Les premiers pas de l’OIE dans la lutte contre la peste bovine (en Asie, en Afrique et au Moyen-Orient) ont consisté à établir une coopération scientifique avec les instituts de recherche nationaux existants afin de repérer les méthodes les plus efficaces pour éviter la propagation de la maladie, y compris la mise au point et la normalisation de vaccins sûrs et performants, et d’obtenir des consensus stratégiques. « Dès les années 1960, des campagnes massives de vaccination conduites par les pays membres concernés, accompagnées de mesures de contrôle classiques permirent une régression importante de la maladie, résume Bernard Vallat. Elle connut toutefois une réintroduction dévastatrice sur le continent africain, vingt ans plus tard, dans les années 1980. Aujourd’hui, 198 pays ont été reconnus libres de peste bovine par l’OIE avec l’appui permanent de la FAO, ce qui représente la totalité des pays détenant dans le monde des animaux susceptibles d’être infectés. »
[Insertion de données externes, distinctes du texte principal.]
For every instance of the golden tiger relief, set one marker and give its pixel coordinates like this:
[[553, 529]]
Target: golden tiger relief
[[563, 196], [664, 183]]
Prochains objectifs : progresser dans le contrôle mondial d’autres maladies animales redoutables comme la fièvre aphteuse, la rage et la peste des petits ruminants.
Reste, pour la peste bovine, un dernier défi : celui de la « postéradication ». Bien que ne circulant plus chez les êtres vivants, le virus de la peste bovine est encore détenu par « certains laboratoires » notamment pour la fabrication de vaccins au cas où la maladie réapparaîtrait un jour du fait d’un accident ou d’un acte de bioterrorisme. Où l’on retrouve la problématique de la variole et la nécessité d’une gestion fiable et transparente de ces réservoirs viraux.